A veces guardamos con un fervor casi religioso ciertas cosas de nuestra vida y no nos damos cuenta del estado real en el que se encuentran. Como aquel atleta de colegio que todavía cuelga sus medallas en la pared más prominente de su casa y no se da cuenta en el espejo de la timba que lo acompaña. O la mujer que guarda el vestido de bodas, pero que lleva como trapo de cocina el matrimonio.

Nuestra vida requiere mantenimiento. Pero sobre todo requiere que la vivamos. No podemos quedarnos enganchados en glorias pasadas que ya ni siquiera influyen en lo que somos ahora. Ese recuerdo del adolescente con acné al que no le aceptaban ni un chicle las niñas bonitas, hay que tirarlo a la basura, no guardarlo como el anillo de Tolkien. A menos que nos queramos convertir en Gollum. También las cosas buenas, mejor si las usamos y las seguimos haciendo nuestras, como las habilidades que teníamos de pequeños. De nada nos sirven las lindas memorias si no nos hacen mejor hoy y ahora.

El «Co» sigue vivo y coleando. Duerme con mi hija. Y continúa gloriosamente apestoso.

Lo eterno que cambia

Tengo un recuerdo tan vívido de la primera (y única) vez que me han asaltado. Puedo ver el parche del ojo del tipo (en serio, tenía un parche en un ojo), el lugar justo en el Trébol por donde iba, cómo quedó sucia mi blusa blanca por la mugre que llevaba el tipo en las manos, la sangre que me sacó cuando me dio manotazos para arrancarme los anteojos. Lo recuerdo todo perfectamente bien.

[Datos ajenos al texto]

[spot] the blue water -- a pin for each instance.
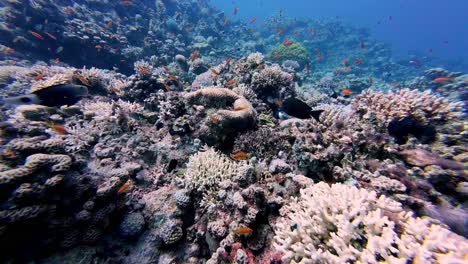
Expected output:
(411, 27)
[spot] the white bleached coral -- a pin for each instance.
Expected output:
(423, 106)
(206, 169)
(344, 224)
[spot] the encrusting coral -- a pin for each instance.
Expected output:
(344, 224)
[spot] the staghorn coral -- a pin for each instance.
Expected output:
(344, 224)
(273, 82)
(243, 115)
(423, 106)
(206, 169)
(57, 163)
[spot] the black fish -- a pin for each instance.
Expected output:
(400, 129)
(297, 108)
(57, 95)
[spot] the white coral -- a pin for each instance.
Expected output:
(344, 224)
(206, 169)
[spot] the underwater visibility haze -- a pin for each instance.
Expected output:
(197, 131)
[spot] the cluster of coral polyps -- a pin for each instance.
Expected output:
(344, 224)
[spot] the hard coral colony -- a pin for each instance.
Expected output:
(184, 143)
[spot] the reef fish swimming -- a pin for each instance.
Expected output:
(57, 95)
(297, 108)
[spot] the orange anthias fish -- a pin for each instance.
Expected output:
(59, 129)
(39, 76)
(50, 35)
(287, 42)
(214, 72)
(243, 231)
(126, 3)
(174, 78)
(231, 82)
(194, 55)
(37, 35)
(240, 155)
(240, 108)
(83, 80)
(125, 187)
(443, 79)
(346, 92)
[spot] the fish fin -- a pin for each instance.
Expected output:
(22, 99)
(316, 114)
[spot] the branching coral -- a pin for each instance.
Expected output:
(423, 106)
(273, 82)
(344, 224)
(206, 169)
(243, 115)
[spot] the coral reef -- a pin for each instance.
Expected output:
(343, 224)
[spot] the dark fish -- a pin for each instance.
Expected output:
(401, 129)
(58, 95)
(297, 108)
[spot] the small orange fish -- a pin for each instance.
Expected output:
(244, 231)
(231, 82)
(125, 187)
(346, 92)
(240, 155)
(214, 119)
(39, 76)
(214, 72)
(126, 3)
(83, 80)
(194, 55)
(37, 35)
(174, 78)
(50, 35)
(443, 79)
(287, 42)
(59, 129)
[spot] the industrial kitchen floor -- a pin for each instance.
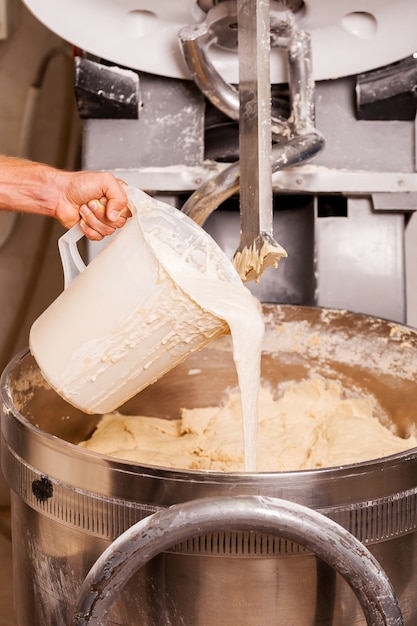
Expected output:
(7, 614)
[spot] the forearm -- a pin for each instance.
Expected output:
(28, 187)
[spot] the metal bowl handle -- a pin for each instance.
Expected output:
(160, 531)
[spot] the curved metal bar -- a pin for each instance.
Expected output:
(160, 531)
(195, 43)
(217, 189)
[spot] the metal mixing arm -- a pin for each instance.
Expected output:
(297, 137)
(294, 522)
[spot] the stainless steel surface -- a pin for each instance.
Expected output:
(257, 249)
(297, 139)
(68, 504)
(159, 532)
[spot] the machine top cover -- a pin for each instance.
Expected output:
(348, 37)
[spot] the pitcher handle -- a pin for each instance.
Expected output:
(72, 263)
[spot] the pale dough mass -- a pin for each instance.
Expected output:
(311, 425)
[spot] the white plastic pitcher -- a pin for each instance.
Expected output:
(140, 307)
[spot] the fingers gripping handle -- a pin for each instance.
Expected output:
(72, 263)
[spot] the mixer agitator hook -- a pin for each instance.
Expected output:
(297, 139)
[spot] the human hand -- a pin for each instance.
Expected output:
(98, 198)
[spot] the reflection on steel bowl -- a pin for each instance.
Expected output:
(69, 504)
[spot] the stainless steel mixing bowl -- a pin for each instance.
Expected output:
(68, 504)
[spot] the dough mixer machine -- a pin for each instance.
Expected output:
(341, 214)
(341, 217)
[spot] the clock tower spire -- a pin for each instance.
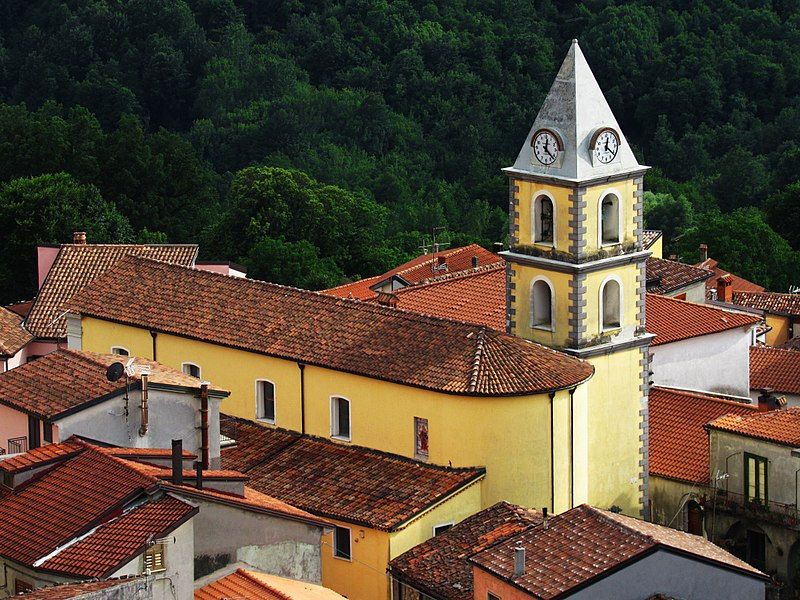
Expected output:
(576, 278)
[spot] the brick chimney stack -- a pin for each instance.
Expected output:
(725, 289)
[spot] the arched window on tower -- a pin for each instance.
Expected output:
(541, 305)
(610, 305)
(609, 219)
(543, 220)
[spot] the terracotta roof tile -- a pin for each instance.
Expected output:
(771, 302)
(474, 295)
(251, 585)
(75, 590)
(678, 441)
(779, 426)
(671, 319)
(419, 269)
(115, 542)
(738, 284)
(440, 566)
(67, 379)
(775, 368)
(664, 276)
(345, 335)
(584, 543)
(13, 336)
(347, 482)
(78, 265)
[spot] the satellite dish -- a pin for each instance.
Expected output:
(115, 371)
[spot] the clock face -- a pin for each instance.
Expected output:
(606, 144)
(546, 146)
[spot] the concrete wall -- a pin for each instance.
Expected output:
(674, 576)
(271, 544)
(718, 363)
(172, 415)
(177, 581)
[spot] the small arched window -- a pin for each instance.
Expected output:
(541, 305)
(609, 219)
(611, 305)
(543, 210)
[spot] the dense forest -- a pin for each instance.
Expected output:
(318, 141)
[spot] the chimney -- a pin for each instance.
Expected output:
(519, 561)
(177, 462)
(725, 289)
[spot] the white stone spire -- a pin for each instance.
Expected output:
(575, 109)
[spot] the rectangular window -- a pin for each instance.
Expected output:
(265, 400)
(154, 558)
(341, 542)
(340, 418)
(421, 438)
(755, 477)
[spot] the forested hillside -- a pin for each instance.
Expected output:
(339, 133)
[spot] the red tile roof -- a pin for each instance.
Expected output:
(68, 379)
(775, 368)
(13, 336)
(671, 319)
(440, 566)
(115, 542)
(771, 302)
(778, 426)
(738, 284)
(678, 441)
(76, 590)
(251, 585)
(418, 270)
(474, 295)
(584, 544)
(77, 265)
(347, 482)
(665, 276)
(344, 335)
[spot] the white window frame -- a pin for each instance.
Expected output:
(191, 364)
(602, 306)
(333, 539)
(536, 221)
(552, 326)
(600, 243)
(335, 419)
(259, 401)
(449, 524)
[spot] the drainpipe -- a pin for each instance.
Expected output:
(145, 413)
(204, 424)
(552, 458)
(302, 368)
(154, 335)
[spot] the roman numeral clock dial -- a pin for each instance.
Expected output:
(604, 145)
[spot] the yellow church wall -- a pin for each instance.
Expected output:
(363, 577)
(613, 428)
(509, 436)
(453, 510)
(593, 196)
(524, 277)
(781, 330)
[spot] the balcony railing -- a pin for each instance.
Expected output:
(773, 512)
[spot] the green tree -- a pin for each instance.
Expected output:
(47, 209)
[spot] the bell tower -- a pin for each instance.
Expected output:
(576, 275)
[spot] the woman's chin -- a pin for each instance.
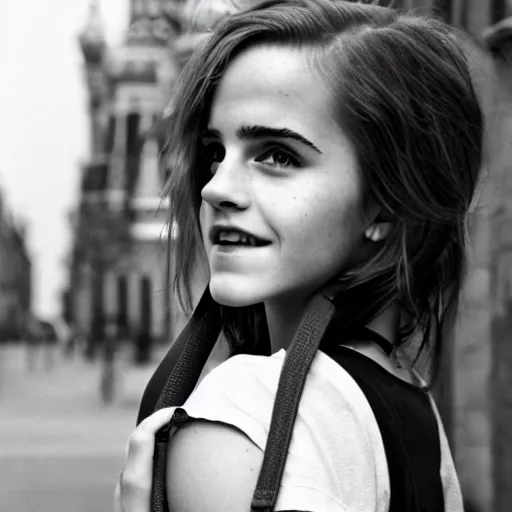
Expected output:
(233, 297)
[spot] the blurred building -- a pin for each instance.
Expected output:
(118, 261)
(15, 276)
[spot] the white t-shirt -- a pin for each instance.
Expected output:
(336, 461)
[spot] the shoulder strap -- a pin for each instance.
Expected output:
(295, 369)
(194, 345)
(179, 371)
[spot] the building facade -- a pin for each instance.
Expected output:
(15, 276)
(118, 269)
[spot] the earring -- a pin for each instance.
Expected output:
(373, 233)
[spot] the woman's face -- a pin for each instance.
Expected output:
(283, 211)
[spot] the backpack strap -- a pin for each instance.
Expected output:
(194, 345)
(298, 360)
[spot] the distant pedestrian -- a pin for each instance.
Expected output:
(108, 373)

Uno piensa que las memorias de cosas pasadas se guardan en el cerebro como fotografías y que permanecen inmutables, guardadas detrás de un vidrio protector. Resulta que, si bien se compara nuestro cerebro a una computadora, no necesariamente reunimos archivos y los metemos en neuronas para no cambiarlos jamás. Todo allá adentro es plástico, crece, se mueve de lugar, se alimenta de lo que hacemos. Cada vez que «sacamos» un recuerdo de su caja, lo cambiamos, porque le agregamos las nuevas experiencias que ya poseemos. Es como volver a leer un libro años después. Digamos que tenemos un vocabulario más amplio para entender lo que nos estaba diciendo.

Psicológicamente hablando, esta maleabilidad permite regresar a momentos críticos de nuestras vidas y transformarlos en mejores experiencias. Podemos quitarnos la humillación de la vez que no nos escogieron para un equipo, el dolor del primer corazón roto, la rabia de una injusticia. Si logramos iluminar los rincones oscuros de nuestra vida anterior, podemos meterle una luz de esperanza que alimenta lo que hacemos de aquí en adelante.

El ladrón no pudo quitarme los anteojos, ni la pulsera, ni la cruz. Tan sólo se llevó una cadena. Yo recuerdo que me defendí, que le pegué en la nariz, que no me dejé. Y sacar ese recuerdo me hace sentir poderosa, capaz. Por lo menos esa es la historia que me cuento a mí misma y quién me dice que no es la real.